オルヴァルやローディルにとってどれほどの脅威となりうるかを自身の目で見極めるいい機会なのかもしれないと考え直す。エミルが敵意を剥き出しにし、ローディルは初対面にも関わらず、心を開き、オルヴァルが不思議な男だと形容する男を。
「…確かにそうですね。私以外の皆が会っているのですし、私も会っておくべきかもしれません。国内およびバルブロにまで足を運んでいるとのことですので、各地の情報も得られるかもしれませんしね。ですが、市街地を警らする兵士達でさえ遭遇しない人物に、一体どうやって会うのです?」
「彼の連れている鷲にローディルが頼めば、主人の元へと導いてくれるらしい」
「何なのです、その不可思議な仕組みは」
「俺もよく分からないんだが、ローディルにそう伝えて欲しいと頼まれた」
あまりにもざっくりとした眉唾な方法に、アサドは不信感を募らせる。まさかその発言を鵜吞みにしているのかとでも言いたげな部下の視線に、オルヴァルは困った様子で小さく唸り声をあげることしか出来なかった。彼も半信半疑なのだ。
「であれば必然的にローディルを連れて行くことになりますが、構わないのですか?話を聞く限り、セヴィリスは彼に執心のようですが…」
「…正直に言えば面白くはない」
オルヴァルの顔は途端に苦虫を嚙みつぶしたようなものに変わった。行儀悪く長椅子に深くもたれ、額に手をあてて深く息を吐いた。
「ローディルは友の一人作るのにも俺達の許可が必要なのか、とプリヤに揶揄われてな。本人は何の気なしに言ったのだろうが、少し気が咎めてしまった」
「屋敷内の者は雇用前に一通り身辺調査を行っていますし、何ら心配などしません。屋敷外の方でも素性がはっきりとしているなら、こちらとしてもとやかく言ったりしません。ただセヴィリスに関しては怪しさが拭えないと言うだけで。警戒するのは至極真っ当だと思いますが」
今度はアサドが顔をしかめる番だった。不愉快だと感情を露にし、この場にいないプリヤにも喧嘩腰だ。堅物な部下は主君と青年の件になると、途端に好戦的になる。

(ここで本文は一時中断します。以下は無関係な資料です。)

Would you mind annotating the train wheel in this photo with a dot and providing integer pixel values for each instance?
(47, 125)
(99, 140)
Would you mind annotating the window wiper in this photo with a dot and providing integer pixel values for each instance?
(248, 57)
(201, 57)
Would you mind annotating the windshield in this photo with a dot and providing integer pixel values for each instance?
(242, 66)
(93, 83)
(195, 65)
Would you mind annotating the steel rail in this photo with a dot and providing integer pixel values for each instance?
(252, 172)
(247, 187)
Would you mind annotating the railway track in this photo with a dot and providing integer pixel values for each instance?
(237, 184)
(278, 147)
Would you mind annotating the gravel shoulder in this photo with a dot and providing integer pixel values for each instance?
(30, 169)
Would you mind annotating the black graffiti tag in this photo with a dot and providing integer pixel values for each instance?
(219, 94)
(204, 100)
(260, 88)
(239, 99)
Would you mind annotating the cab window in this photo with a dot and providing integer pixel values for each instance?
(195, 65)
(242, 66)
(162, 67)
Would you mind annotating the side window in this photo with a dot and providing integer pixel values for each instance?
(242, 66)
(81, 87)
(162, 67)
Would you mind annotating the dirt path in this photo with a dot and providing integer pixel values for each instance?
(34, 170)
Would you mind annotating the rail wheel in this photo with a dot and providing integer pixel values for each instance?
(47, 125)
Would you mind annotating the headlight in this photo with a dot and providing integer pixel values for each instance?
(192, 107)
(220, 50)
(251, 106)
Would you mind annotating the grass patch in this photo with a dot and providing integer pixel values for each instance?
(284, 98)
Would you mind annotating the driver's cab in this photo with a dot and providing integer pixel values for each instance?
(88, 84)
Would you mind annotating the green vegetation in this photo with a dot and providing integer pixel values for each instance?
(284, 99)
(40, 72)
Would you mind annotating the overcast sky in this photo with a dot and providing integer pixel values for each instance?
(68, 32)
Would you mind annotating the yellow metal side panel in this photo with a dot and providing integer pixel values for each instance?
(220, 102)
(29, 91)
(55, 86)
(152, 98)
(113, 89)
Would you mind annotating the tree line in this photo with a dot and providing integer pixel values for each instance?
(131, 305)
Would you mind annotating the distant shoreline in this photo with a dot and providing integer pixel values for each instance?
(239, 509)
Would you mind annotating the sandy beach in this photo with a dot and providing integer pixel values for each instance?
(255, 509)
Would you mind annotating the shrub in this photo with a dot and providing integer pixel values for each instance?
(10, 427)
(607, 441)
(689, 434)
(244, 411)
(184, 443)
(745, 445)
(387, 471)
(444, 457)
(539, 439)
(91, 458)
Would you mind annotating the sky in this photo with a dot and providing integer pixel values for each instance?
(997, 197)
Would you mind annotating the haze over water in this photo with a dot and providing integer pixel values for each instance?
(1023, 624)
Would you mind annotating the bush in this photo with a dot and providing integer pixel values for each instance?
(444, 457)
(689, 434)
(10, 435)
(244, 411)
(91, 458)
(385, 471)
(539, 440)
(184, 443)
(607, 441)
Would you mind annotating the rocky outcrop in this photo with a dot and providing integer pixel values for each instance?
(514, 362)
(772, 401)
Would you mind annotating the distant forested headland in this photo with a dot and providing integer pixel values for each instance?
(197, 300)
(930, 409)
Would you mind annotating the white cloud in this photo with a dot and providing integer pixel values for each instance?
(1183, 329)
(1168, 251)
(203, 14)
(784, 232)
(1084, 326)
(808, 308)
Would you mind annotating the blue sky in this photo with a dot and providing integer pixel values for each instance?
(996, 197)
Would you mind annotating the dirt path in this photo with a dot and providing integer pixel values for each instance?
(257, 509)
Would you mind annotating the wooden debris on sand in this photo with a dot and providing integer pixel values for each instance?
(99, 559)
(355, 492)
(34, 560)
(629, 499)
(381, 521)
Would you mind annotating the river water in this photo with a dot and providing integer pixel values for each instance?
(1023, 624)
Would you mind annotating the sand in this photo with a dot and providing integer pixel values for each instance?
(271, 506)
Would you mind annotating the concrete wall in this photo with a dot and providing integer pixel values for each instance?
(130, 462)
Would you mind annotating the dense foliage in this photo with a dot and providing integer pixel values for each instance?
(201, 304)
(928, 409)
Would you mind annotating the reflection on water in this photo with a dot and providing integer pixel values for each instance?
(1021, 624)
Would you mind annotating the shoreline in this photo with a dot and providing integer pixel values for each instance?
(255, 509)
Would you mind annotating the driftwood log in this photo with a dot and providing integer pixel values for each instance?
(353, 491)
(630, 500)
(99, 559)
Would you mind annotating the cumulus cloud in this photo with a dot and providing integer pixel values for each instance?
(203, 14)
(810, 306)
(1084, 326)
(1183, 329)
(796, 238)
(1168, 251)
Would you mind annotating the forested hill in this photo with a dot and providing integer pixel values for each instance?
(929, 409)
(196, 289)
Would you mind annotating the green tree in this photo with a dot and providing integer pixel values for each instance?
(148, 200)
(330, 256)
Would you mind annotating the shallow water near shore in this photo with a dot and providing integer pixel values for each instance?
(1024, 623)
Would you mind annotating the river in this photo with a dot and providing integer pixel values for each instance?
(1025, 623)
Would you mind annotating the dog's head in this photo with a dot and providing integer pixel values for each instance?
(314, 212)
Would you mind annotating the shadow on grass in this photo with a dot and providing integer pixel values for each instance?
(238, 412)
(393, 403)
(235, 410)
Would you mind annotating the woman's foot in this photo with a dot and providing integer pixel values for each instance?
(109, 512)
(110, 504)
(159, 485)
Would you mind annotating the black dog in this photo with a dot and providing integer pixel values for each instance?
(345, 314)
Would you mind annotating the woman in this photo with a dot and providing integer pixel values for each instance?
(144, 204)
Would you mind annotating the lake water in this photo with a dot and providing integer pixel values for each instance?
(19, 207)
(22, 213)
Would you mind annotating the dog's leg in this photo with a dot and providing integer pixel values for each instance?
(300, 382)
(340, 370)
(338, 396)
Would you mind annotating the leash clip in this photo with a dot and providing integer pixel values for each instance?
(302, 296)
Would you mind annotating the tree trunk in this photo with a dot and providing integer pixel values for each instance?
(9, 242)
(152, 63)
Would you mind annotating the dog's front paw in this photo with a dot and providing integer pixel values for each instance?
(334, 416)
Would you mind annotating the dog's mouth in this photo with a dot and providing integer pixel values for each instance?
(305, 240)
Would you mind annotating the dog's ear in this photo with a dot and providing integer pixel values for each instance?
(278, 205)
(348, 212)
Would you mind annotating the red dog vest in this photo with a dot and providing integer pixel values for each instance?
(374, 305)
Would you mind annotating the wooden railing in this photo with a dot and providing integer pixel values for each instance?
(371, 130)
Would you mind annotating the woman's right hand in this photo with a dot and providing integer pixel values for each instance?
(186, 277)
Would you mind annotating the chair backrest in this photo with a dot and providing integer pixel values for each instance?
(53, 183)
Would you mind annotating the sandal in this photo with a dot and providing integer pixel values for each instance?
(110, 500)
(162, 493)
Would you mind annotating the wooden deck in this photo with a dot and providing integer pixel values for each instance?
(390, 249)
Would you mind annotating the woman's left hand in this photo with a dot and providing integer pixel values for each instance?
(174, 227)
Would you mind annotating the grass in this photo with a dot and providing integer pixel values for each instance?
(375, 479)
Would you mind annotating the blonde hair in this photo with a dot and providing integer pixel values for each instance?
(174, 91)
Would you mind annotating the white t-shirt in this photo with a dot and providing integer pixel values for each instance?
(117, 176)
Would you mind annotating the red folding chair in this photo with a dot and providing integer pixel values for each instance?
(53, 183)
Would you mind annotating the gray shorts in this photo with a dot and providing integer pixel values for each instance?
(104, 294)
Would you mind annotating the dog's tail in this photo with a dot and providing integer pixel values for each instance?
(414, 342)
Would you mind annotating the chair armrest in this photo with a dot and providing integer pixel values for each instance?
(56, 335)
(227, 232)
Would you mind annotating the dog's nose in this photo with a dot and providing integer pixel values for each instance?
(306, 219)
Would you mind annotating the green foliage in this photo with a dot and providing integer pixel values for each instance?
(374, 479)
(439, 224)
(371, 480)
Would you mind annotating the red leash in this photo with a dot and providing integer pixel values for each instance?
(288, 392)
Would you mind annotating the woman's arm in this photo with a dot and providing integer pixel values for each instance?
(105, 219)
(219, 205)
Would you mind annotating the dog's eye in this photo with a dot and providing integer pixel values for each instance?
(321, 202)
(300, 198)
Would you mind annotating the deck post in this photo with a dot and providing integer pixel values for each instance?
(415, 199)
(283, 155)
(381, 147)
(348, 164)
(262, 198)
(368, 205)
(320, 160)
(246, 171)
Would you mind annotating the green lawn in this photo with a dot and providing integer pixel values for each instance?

だが彼の言うことも尤もだった。半分獣のわりにローディルはどこか危なっかしく、守ってやらねばという意識が芽生えるのだ。
「二人きりで会うとなれば心配だが、誰かと一緒なら目くじらを立てる必要もないと思ってな。本音を言えば俺が同伴したいが、屋敷外では制限も多く叶わない。だがアサドと一緒なら安心して任せられる」
「お任せください。不埒な輩から、しっかりとローディルをお守りしてみせます」
堅物な男には珍しくおどけた物言いに、オルヴァルは小さく笑いをこぼしたのだった。
*****************
一方その頃、手持ちの仕事を終えたローディルは厩舎にいた。ラクダが木桶いっぱいに入れられた野菜を夢中で食べている。その隣では仔ラクダも母親の真似をしているのか、葉物野菜を口に咥えて振り回している。ロティの姿になった時の良き遊び相手でもある。母親はマフタで、子供はキュルだ。
マルティアトの中継地へ向かうのにラクダを使用したが、人型でも乗り心地が悪いのかどうか気になってしまい、気づけばここにいた。ここで飼育されているラクダではなく、乗り物貸し屋のラクダだったから気持ち悪かったのかもしれない。丁寧に飼育された毛艶のいい、オルヴァル所有のラクダならば勝手が違うのではと思っていた。
「ローディル、どうした?マフタをじっと見つめて」
厩舎のラクダ担当のトレットが声をかけてくれた。動物の飼育係をしているだけあって寛容で、ローディルがキュルと干し草の山で遊んで散らかしても怒ったりしない優しい男だ。袖を肩までまくり上げ、露出した腕は厩舎の仕事で鍛えられて太く逞しい。
「あのさトレット、俺マフタに乗ってみたいんだけど」
「そりゃあいいけど…なんでまた?」
「エミルがラクダの乗り心地は悪いって言ってたから、どんな感じなのか興味があって」
きっと聞かれると思い、事前に考えていた理由を告げる。自分の秘密を隠すためにオルヴァルやアサドが少しの真実を混ぜて嘘の設定をいつも考えてくれるのを真似てみた。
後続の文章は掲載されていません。